Geochemical dispersion in the regolith was investigated at the Bronzewing gold deposit in a variety of geomorphological environments. A series of economic gold deposits are concealed by 5–35 m of sediments, and a thick residual profile about 100 m thick. Prior to mining, samples of regolith materials were collected from surface and drill cuttings, along several lines over the north–south trending, elongate zone of mineralization. These samples were examined in detail to determine element distributions, their relationship to regolith evolution and their significance to exploration.

The residual materials (lateritic residuum and ferruginous saprolite) have Au, W and Cu anomalies in the vicinity of the deposit.

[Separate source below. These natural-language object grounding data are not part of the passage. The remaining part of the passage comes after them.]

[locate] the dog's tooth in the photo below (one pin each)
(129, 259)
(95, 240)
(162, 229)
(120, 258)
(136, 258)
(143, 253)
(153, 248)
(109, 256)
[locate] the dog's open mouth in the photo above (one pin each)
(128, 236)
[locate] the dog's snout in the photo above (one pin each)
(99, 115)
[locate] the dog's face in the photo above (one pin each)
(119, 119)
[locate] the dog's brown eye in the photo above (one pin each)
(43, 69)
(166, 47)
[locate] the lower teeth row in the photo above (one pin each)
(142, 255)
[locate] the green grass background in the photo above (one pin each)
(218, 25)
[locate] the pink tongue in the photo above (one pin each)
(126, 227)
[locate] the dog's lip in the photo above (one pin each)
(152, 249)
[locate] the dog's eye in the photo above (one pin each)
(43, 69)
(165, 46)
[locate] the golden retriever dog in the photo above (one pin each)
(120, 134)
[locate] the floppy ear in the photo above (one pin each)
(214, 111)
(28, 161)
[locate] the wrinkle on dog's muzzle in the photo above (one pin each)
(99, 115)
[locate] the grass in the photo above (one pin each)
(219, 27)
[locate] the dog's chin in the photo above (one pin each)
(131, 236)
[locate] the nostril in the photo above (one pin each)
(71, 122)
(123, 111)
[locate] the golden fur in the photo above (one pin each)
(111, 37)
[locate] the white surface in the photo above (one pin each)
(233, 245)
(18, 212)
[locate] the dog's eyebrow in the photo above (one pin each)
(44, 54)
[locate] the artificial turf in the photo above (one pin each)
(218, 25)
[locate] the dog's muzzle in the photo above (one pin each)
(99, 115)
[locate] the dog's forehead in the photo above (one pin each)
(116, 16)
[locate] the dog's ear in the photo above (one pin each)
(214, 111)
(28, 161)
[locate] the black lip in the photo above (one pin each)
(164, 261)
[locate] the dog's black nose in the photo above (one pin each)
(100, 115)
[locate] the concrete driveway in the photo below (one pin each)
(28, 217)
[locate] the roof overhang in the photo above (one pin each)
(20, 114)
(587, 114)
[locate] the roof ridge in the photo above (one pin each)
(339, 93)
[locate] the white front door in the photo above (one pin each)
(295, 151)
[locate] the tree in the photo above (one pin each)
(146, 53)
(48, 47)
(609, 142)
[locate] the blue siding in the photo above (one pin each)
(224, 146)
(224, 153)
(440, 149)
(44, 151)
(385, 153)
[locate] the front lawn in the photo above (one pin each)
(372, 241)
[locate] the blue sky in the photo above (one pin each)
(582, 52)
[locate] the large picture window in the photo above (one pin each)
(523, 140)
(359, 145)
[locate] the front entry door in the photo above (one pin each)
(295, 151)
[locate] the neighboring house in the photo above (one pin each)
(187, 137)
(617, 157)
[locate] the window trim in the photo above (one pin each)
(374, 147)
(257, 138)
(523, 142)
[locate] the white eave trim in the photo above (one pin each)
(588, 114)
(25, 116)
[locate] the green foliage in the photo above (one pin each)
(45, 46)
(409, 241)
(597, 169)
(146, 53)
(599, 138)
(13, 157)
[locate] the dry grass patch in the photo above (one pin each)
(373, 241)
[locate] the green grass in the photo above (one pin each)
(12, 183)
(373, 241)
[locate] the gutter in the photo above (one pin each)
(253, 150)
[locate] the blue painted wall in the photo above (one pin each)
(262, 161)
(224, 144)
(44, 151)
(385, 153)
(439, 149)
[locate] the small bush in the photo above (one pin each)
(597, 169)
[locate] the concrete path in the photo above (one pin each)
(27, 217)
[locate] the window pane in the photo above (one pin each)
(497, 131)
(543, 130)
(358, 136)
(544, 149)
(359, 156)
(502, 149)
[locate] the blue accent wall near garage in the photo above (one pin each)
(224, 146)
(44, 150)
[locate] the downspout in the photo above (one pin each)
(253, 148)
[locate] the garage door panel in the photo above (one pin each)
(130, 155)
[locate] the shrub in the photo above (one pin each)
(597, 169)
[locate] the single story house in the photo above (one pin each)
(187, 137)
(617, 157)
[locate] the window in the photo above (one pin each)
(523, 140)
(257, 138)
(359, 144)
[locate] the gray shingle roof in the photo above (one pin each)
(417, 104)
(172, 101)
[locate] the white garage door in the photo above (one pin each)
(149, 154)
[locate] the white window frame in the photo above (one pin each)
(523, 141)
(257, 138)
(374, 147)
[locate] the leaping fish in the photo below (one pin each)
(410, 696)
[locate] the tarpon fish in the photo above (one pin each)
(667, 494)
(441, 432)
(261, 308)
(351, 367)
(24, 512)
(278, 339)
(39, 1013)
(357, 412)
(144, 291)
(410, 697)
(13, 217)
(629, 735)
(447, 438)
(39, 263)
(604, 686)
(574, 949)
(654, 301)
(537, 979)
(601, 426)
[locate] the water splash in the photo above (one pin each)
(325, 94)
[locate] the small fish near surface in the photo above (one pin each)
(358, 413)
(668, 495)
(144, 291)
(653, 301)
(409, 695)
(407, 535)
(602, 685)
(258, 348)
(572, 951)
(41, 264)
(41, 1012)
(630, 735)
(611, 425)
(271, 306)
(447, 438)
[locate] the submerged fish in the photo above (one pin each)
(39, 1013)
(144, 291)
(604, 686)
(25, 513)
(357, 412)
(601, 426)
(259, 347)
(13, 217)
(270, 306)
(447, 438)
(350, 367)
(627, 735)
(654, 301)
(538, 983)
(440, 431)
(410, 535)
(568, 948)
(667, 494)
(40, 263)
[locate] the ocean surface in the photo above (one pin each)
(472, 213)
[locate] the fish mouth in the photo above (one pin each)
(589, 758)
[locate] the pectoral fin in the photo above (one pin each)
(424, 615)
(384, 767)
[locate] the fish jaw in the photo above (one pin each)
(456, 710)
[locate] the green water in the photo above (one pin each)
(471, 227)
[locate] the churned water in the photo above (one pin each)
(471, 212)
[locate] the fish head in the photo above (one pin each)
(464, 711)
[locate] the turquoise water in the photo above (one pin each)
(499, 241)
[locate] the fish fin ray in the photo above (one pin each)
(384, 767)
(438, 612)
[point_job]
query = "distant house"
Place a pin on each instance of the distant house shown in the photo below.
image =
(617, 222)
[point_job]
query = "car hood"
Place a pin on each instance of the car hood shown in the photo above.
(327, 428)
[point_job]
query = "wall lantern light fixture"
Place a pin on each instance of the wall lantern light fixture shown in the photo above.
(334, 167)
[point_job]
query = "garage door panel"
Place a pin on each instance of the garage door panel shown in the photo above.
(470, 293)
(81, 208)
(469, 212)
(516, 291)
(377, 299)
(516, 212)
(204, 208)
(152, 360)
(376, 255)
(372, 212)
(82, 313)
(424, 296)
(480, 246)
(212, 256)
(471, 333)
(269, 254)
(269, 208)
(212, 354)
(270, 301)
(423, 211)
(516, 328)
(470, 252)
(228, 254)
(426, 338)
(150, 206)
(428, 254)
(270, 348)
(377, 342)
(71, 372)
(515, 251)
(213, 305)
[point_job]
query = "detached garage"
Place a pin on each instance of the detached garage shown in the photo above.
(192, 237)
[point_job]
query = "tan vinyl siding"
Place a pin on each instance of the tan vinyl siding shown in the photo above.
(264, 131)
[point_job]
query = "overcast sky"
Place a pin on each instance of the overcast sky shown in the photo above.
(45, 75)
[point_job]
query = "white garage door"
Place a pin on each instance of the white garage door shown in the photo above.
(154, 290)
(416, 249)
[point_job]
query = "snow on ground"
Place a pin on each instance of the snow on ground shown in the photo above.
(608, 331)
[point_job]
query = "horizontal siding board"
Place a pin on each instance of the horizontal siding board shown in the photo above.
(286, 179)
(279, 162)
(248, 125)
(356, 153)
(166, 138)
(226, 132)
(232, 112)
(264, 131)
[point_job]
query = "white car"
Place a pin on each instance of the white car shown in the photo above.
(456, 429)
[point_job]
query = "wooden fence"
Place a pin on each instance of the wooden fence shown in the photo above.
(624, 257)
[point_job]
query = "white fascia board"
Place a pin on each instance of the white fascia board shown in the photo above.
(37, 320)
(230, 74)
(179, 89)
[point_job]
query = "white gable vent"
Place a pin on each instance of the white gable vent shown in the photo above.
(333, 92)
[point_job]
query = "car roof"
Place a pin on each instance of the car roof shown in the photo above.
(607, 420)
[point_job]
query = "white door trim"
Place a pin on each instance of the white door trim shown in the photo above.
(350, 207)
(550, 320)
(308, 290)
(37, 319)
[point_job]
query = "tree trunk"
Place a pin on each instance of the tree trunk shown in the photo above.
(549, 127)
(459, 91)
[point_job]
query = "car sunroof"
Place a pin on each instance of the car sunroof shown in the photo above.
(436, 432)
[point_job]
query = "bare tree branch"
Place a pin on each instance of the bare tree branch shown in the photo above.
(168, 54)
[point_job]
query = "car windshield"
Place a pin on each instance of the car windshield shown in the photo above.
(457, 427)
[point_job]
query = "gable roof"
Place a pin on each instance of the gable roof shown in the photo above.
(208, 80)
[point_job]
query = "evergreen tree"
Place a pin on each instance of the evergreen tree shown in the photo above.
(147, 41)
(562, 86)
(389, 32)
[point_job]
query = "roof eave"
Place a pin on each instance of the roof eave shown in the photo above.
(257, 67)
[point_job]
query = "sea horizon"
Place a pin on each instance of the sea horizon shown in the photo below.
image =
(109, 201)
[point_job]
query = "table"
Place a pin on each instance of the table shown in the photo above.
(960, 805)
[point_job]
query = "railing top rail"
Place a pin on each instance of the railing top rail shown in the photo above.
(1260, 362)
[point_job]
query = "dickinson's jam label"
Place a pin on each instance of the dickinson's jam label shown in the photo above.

Elements associated with the Au mineralization in the lateritic residuum of the Laterite Pit are Ag, Ba, Ce, W, Mo, As, Sb and Cu. Gold anomalies in lateritic residuum are less consistent in the Discovery Pit and, at both the Central and Discovery Pits, are enriched in Cu and W only close to the weathered primary mineralization. Three-dimensional modelling indicates that Au in saprolite is localized and largely residual. Geochemical dispersion from primary mineralization into the sediments is only minor, except immediately overlying the lateritic residuum or saprolite. This dispersion is, however, almost entirely mechanical and there appears to have been little, if any, post-depositional chemical dispersion. Ferruginous mottles developed in palaeochannel sediments have very low Au contents (<5 ppb) but are slightly enriched in Cu. There is a significant concentration of Au (up to 300 ppb) in authigenic smectites formed at the residual-transported interface. The deposits are blind to soil sampling (10–30 cm depth) using total and several partial extraction techniques.

The results demonstrate that dispersion of ore-related elements at Bronzewing is mostly confined to the lateritic residuum and ferruginous saprolite and that sampling of these materials, even if buried beneath transported overburden, will readily locate deposits of this type. However, it is important to distinguish between residual and transported regolith, especially nodules and pisoliths. In the absence of residual materials, sampling of the lowermost sedimentary units (gravelly sediments), possibly including the unconformity, is recommended because it may show the geochemical dispersion that is wider than the primary anomaly in saprolite or bedrock. The results also provide strong support for the use of multi-element geochemistry, with elements such as Cu and W being enriched close to primary mineralization.